Spitzenklasse ! ! ! Ich werde einen auf jeden Fall hinten auf's Auto kleben. 
Schon komisch, da müßen die Biker selbst ihre Aufkelber machen, wobei das für Bergwerk doch ein zusätzlicher Service an den Kunden wäre.
Aber egal,  einfach Spitze !

ciao   Günther


----------



## Fettkloß (11. Juli 2004)

> Schon komisch, da müßen die Biker selbst ihre Aufkelber machen,



nein es ist nicht komisch --- selbst is der bergwerkler  

bitte nicht mehr an der firma bergwerk rumnörgeln - oder wo gibts rotwildcannondalegiantnicolairockymountainaufkleber


----------



## MTB-News.de




----------



## Nomercy (11. Juli 2004)

Fettkloß schrieb:
			
		

> nein es ist nicht komisch --- selbst is der bergwerkler
> 
> bitte nicht mehr an der firma bergwerk rumnörgeln - oder wo gibts rotwildcannondalegiantnicolairockymountainaufkleber


Jo, so ist es. 

Ein durchaus positiver Nebeneffekt der ganzen Situation.
Irgendwie sind wir hier ja wie eine große Familie (geworden).

Hin und wieder gibt es etwas Gnaatsch,
 
aber unterm Strich hilft man sich eben gegenseitig.

GUTES FORUM!


----------



## günther69 (12. Juli 2004)

Ihr habt's ja recht !

Selbst ist der Bergwerkler !!!

ciao  Günther


----------



## raffic (12. Juli 2004)

O.K. hab jetzt auch meine Aufkleber sind nu mal wirklich super geworden.
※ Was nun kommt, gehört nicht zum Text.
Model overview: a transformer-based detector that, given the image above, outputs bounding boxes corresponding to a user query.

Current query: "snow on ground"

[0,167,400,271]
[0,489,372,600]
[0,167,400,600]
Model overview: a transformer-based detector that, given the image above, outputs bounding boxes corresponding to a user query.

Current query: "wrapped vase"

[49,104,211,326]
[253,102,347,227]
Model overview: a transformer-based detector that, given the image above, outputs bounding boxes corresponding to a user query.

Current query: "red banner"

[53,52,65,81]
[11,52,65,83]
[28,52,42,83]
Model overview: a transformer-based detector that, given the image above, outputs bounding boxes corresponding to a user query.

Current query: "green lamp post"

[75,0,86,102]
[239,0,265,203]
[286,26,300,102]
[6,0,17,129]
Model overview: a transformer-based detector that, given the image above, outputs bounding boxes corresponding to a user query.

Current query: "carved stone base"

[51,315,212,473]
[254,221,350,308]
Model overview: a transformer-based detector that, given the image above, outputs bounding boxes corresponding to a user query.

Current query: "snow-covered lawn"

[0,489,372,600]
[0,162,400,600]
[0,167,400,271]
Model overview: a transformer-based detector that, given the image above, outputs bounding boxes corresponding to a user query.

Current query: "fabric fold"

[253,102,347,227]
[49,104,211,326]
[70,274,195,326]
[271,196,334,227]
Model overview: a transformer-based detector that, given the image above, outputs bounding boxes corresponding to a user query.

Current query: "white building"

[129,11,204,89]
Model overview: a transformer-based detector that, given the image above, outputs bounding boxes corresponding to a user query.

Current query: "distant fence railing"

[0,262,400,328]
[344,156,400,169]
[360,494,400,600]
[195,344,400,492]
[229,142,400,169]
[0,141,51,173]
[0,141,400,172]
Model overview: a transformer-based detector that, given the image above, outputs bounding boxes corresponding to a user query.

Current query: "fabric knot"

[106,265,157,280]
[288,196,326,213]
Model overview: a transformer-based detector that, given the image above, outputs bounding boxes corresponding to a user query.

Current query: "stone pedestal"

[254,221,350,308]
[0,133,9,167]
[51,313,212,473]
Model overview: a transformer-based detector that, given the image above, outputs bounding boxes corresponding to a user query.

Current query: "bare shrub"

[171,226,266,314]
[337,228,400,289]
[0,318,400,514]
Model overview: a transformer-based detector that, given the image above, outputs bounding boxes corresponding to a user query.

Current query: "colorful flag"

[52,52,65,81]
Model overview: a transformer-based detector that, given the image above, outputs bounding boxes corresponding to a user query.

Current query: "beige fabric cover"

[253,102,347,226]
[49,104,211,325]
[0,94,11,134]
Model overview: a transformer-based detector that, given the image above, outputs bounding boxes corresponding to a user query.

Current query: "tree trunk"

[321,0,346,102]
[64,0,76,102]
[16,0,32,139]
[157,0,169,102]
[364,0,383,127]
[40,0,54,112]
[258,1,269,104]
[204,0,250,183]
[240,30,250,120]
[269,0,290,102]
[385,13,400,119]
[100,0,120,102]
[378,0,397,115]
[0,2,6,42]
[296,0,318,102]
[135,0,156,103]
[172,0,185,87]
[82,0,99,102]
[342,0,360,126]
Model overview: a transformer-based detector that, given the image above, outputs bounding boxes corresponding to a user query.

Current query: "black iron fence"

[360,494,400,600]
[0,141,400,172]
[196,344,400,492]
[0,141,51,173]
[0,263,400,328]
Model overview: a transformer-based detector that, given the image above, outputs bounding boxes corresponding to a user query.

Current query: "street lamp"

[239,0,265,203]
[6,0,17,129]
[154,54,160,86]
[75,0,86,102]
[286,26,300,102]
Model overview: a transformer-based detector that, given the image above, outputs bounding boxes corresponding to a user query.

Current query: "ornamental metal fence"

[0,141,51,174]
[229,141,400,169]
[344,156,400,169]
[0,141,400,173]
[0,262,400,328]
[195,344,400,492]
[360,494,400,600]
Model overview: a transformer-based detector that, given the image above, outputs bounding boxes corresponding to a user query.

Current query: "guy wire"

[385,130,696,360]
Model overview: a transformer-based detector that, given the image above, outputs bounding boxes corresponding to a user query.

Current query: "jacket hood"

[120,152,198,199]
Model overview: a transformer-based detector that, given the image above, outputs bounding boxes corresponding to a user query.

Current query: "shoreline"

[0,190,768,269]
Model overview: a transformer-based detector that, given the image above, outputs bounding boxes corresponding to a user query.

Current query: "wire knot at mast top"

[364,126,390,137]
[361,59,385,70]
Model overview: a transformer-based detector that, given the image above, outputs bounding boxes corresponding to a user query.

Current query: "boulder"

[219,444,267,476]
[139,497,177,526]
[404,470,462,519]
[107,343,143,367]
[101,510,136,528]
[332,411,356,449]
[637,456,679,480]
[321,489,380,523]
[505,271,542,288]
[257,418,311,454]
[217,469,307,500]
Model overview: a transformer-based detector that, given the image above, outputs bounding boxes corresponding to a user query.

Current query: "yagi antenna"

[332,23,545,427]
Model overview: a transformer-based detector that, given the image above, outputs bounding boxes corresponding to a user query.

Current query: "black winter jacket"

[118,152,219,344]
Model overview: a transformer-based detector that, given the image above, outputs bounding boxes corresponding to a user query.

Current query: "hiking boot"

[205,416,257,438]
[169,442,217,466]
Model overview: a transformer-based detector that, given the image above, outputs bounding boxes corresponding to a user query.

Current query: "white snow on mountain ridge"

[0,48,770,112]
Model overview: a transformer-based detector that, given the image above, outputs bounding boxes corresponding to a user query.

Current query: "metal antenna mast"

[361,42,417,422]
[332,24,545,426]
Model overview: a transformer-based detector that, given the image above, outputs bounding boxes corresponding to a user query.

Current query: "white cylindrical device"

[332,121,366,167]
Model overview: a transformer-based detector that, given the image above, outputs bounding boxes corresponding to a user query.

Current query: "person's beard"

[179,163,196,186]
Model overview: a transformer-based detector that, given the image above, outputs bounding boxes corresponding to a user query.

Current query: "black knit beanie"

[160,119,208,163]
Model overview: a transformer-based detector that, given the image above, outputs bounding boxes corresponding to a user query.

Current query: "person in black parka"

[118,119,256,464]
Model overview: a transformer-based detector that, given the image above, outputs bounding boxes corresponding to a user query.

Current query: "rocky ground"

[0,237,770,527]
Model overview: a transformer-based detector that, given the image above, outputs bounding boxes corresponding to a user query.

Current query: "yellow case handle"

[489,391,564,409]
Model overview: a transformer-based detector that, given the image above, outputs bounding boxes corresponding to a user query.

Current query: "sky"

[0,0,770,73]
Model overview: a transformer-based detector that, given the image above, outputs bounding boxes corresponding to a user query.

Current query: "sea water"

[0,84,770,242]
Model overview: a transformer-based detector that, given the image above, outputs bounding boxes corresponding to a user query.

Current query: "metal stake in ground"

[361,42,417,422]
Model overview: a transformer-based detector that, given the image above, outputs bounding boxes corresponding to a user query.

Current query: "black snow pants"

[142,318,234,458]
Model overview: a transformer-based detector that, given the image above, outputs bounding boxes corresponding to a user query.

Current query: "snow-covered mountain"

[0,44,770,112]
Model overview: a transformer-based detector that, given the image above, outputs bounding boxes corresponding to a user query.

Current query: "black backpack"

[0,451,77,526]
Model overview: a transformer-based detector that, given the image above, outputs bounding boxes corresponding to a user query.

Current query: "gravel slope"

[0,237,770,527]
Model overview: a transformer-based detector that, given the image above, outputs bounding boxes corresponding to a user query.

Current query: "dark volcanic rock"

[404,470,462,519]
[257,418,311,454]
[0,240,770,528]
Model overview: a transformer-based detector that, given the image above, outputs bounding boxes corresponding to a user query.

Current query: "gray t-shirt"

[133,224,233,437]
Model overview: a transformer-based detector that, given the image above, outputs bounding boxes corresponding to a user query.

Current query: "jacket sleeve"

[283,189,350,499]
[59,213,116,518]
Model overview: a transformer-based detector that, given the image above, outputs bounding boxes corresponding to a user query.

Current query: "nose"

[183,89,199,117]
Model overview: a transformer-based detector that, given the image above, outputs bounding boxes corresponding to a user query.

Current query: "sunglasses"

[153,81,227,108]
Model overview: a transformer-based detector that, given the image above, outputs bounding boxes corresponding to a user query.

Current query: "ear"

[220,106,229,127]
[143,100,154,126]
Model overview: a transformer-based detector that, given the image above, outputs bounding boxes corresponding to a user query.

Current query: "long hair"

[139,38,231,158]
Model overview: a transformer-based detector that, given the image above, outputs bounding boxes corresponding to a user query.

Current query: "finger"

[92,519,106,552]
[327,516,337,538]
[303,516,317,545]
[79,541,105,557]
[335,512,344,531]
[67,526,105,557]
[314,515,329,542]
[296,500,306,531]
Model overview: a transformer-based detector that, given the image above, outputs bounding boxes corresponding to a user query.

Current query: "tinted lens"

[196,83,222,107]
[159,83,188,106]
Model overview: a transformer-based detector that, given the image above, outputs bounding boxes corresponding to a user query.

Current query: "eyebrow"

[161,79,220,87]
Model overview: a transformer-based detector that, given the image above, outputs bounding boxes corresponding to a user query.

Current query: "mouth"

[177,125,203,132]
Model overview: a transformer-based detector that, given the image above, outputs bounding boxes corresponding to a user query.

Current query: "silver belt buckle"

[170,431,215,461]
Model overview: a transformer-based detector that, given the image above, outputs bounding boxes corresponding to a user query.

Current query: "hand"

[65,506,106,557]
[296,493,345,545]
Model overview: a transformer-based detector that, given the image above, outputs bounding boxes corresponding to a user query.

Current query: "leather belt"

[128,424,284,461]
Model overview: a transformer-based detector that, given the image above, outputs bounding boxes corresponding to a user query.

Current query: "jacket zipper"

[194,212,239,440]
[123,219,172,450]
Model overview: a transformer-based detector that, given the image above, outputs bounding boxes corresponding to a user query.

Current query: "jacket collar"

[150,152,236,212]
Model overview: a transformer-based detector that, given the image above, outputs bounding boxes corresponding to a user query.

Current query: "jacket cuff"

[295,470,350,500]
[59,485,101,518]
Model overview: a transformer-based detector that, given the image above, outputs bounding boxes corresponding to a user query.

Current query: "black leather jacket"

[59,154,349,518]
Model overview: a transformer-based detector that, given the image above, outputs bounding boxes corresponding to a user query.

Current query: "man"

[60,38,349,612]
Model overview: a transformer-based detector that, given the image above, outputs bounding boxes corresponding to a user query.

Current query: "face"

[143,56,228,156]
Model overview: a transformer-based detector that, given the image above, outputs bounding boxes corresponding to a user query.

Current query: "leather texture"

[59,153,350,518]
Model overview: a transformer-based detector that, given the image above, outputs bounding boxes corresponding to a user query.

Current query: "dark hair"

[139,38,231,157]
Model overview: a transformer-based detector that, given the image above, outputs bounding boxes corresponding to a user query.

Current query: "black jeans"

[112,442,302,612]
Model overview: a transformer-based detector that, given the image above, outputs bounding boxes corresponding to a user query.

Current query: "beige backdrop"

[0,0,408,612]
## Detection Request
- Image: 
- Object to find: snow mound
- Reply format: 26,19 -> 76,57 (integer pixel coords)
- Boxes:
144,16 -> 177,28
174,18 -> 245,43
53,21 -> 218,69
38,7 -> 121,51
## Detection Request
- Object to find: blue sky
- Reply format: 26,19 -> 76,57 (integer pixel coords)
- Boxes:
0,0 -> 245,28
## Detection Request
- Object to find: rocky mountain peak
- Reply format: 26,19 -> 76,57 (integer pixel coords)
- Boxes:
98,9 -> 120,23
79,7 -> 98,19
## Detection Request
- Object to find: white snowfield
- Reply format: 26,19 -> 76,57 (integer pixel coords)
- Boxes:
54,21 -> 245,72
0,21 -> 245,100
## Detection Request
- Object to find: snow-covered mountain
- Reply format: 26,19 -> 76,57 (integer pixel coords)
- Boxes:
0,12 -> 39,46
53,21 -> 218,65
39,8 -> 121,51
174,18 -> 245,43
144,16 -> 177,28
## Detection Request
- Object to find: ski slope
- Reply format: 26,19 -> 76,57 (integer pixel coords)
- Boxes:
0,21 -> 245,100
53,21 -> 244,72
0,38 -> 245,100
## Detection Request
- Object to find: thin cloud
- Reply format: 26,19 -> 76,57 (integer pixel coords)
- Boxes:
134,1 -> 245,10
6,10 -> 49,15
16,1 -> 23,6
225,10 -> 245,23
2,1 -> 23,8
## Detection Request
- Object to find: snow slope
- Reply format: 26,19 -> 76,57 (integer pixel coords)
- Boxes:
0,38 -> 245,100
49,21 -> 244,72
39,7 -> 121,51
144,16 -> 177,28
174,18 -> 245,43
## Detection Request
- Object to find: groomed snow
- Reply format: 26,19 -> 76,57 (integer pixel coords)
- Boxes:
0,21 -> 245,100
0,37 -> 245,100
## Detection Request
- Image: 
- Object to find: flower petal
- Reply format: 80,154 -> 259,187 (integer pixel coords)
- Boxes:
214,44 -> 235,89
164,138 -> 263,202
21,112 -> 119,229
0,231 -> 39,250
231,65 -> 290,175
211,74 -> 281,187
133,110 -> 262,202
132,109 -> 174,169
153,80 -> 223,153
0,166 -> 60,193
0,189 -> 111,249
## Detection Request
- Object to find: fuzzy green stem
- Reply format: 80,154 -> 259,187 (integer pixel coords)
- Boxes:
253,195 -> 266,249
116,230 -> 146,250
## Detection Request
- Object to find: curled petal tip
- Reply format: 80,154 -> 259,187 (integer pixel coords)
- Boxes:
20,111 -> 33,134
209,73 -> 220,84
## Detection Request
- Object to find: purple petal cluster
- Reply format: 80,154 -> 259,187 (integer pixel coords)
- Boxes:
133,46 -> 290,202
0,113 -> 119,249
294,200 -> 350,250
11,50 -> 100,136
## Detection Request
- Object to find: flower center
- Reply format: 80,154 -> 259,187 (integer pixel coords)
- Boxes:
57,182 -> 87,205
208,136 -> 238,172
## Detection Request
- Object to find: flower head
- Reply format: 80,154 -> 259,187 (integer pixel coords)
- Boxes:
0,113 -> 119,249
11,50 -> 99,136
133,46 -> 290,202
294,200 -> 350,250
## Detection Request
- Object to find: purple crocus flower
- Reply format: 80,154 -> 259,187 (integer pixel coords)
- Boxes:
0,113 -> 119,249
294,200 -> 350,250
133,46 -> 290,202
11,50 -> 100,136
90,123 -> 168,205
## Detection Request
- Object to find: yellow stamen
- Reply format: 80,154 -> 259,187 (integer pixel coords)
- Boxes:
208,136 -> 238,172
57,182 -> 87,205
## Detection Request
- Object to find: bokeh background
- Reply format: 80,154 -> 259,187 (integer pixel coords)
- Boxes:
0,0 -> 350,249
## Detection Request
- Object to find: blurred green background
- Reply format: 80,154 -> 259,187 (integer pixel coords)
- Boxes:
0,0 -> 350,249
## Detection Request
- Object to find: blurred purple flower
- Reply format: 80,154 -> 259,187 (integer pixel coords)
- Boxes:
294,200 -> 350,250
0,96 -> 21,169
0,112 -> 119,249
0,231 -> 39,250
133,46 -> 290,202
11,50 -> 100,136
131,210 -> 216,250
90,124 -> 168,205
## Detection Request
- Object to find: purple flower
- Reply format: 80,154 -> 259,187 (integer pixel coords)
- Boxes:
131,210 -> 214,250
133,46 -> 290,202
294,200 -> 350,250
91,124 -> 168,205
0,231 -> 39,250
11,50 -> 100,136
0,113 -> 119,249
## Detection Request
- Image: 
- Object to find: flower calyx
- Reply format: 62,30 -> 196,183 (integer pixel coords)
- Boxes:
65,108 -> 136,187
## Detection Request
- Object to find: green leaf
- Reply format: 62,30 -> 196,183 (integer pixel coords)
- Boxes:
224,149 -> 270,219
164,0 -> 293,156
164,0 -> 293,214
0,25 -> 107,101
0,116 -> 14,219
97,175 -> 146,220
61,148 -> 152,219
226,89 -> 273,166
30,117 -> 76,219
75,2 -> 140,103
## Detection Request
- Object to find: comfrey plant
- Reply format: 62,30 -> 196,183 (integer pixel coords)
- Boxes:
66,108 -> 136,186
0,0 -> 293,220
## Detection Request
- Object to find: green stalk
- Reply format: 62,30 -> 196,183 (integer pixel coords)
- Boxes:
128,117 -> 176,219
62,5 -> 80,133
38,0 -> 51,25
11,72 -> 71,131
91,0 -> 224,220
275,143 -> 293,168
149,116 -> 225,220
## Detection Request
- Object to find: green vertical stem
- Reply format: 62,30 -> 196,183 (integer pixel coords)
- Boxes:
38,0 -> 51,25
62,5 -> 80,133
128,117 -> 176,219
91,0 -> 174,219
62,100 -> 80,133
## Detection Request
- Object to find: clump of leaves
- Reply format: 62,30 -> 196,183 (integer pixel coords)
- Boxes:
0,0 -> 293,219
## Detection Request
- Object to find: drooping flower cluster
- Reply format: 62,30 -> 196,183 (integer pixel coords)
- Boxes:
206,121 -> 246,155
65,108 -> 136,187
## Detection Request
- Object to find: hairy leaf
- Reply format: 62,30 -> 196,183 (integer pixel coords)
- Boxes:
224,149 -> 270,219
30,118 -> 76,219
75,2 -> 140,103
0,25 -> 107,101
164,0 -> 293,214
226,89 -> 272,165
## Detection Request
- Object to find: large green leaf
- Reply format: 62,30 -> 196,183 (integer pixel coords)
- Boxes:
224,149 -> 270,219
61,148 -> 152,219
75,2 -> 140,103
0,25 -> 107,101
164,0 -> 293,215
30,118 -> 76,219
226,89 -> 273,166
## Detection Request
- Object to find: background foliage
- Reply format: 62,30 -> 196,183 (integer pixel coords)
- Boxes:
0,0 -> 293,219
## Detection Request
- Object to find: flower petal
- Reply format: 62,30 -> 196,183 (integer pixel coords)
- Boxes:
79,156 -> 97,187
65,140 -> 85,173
Nur wohin damit weiß ich noch nicht so ganz. Aber wird sich bestimmt noch was finden.

raffic


----------



## Nomercy (22. November 2004)

Hallo Rocklandbiker!

Habe das T-Shirt bekommen,  
es steckte unversehrt im Briefkasten ...  .
Geld ist überwiesen.  

Danke noch mal!

Gruß,
Nomercy


----------



## Endurance (22. November 2004)

Fettkloß schrieb:
			
		

> Klasse !!!!!!!!!!!!!
> 
> Danke für die Mühe - bin begeistert - super



Auch von mir ein "offizielles" Danke

@Fettkloss:
Schau mal in Deine PM oder Bergwerk Unions Fred... ich warte auf Daten...


----------



## chris84 (22. November 2004)

meins ist auch heute angekommen, vielen Dank!    

sieht super aus und sitzt auch perfekt, so wie es sein soll!

gruß
Chris


----------



## MTB-News.de




----------



## wondermike (22. November 2004)

Von mir auch nochmal ein ganz dickes Dankeschön an unseren "Rocky"!    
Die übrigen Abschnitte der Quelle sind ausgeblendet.